B2000++ consists of several programs (see the Program Reference) that are launched from a shell, which necessitates a basic knowledge of shell commands; a somewhat older but nevertheless good tutorial can be found here. Since the B2000++ input processor reads text files, familiarity with text editors such as the popular gedit is required. Python scripts are useful to extract data from the database; how to start with Python is explained here. To develop extensions, good C++ programming skills are necessary. A C++ tutorial is found here, and the reference to the Standard Template Library (STL), which is perhaps the most important feature of C++, is available on the same website.

1. How FE Problems are described

Finite Element problems or models are described in text files, using the B2000++ Model Description Language (MDL), see the Model Description Language. MDL files contain the discretization (the nodes and element connectivities), the element types, element materials and properties, constraints and initial and boundary condition, and the analysis case descriptions.

For non-trivial models, the discretization is in general too large and too complicated to be written with a text editor. There are several ways to address this problem:

  • The MDL command epatch allows the specification of parametric geometrical patches that are automatically meshed. The epatch concept is adequate for test cases and for simple structures (i.e. sub-components).

  • The MDL commands nodesets, elementsets, facesets, and edgesets allow to specify constraints, boundary conditions, temperatures, initial conditions, etc. in an abstract manner, that is, without referring to the individual nodes, elements, element faces, or element edges. This way, a large part of the MDL commands can be specified independently of the chosen discretization (mesh density, element type(s), etc.).

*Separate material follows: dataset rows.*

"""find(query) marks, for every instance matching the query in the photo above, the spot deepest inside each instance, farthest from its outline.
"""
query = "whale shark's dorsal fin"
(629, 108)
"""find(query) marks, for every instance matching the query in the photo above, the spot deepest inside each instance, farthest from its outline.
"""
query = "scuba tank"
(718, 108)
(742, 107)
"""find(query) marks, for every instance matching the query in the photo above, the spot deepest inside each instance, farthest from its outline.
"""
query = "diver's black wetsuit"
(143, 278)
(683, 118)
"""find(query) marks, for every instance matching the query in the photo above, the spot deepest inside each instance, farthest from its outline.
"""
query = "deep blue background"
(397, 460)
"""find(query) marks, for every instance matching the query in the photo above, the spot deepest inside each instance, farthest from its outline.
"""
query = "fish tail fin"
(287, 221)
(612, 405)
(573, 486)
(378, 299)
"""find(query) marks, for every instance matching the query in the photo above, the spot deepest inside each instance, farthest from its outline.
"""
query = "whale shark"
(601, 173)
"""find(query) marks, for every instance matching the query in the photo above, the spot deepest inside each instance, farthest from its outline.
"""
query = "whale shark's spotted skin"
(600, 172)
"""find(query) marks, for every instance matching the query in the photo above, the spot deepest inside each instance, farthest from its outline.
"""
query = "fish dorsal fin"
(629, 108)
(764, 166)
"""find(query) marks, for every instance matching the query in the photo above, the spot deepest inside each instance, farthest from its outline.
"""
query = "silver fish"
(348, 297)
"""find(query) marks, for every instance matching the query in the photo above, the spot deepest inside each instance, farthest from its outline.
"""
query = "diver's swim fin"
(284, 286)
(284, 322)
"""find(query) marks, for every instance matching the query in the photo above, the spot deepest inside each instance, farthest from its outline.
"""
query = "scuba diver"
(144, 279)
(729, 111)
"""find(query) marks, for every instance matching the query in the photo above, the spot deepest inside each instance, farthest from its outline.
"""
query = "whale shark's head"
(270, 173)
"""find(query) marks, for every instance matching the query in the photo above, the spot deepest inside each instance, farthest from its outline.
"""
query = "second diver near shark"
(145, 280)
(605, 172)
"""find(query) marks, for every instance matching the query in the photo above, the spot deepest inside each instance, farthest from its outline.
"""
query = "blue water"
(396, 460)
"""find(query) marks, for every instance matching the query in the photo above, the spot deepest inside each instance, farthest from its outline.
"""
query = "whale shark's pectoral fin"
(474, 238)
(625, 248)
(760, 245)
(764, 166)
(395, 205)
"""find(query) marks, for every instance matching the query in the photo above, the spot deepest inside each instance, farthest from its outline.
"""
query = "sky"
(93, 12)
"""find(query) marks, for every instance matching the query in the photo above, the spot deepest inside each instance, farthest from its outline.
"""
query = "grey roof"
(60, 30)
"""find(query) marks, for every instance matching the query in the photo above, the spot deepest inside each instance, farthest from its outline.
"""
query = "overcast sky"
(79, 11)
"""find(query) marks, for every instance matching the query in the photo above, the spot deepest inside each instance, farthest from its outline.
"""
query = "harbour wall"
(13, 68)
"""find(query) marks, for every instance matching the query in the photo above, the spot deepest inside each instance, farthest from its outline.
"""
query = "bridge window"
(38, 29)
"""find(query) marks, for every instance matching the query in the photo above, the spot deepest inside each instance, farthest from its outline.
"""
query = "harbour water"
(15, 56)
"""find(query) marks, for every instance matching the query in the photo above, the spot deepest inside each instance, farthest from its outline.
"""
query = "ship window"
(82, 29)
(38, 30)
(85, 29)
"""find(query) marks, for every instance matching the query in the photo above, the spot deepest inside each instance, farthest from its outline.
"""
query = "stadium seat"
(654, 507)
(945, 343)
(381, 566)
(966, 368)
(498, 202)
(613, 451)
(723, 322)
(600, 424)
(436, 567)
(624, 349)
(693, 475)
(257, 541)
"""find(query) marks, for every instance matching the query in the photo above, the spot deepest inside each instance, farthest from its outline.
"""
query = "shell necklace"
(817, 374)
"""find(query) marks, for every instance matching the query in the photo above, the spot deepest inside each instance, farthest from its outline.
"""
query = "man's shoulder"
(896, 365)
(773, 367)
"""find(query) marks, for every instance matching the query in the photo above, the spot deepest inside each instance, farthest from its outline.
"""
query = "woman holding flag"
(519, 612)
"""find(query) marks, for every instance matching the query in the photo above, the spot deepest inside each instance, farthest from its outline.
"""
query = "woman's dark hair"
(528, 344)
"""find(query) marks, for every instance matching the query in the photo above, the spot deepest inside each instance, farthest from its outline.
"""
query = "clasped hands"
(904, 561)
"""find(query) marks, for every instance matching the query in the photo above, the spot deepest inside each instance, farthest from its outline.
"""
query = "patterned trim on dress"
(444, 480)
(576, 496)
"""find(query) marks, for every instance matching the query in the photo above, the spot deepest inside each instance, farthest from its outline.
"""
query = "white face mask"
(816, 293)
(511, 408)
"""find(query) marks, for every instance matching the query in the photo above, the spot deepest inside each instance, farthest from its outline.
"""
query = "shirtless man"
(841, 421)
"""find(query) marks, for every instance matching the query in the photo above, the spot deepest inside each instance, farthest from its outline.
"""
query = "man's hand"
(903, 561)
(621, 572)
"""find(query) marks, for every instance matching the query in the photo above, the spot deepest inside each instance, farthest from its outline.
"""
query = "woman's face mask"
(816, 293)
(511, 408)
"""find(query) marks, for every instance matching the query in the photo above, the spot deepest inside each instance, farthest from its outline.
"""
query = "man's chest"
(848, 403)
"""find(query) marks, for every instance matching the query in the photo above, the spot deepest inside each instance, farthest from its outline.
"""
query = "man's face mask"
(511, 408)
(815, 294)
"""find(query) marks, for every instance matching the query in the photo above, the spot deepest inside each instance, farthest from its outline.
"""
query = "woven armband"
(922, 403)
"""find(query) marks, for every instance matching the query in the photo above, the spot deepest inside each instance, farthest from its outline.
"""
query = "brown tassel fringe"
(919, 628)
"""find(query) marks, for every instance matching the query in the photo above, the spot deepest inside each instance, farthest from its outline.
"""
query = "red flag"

  • MDL files can merged from several parts, using the MDL command include. The nodal coordinates and the element connectivities can be put into separate files that are included in the main MDL file. These separate files can be created using external programs such as custom-written scripts.

  • Geometry and mesh can be defined with the Salome CAD program. The MDL file is created from the Salome mesh by means of the b2convert_from_salome program. This approach is adequate for solid models and for shell models with isotropic or quasi-isotropic materials.

  • Nastran® Bulk Data Deck (BDF) files can be converted to MDL files by means of the b2convert_from_nas program. This approach is adequate for large and complicated problems, provided that the use of Nastran®-specific features that are not supported by other Finite Element codes like B2000++ is avoided.[1]

[1] For example, the "UM" feature in RBE3 elements, different weights for the same node in RBE3 elements, or the "TS/T" feature in PSHELL properties should be avoided.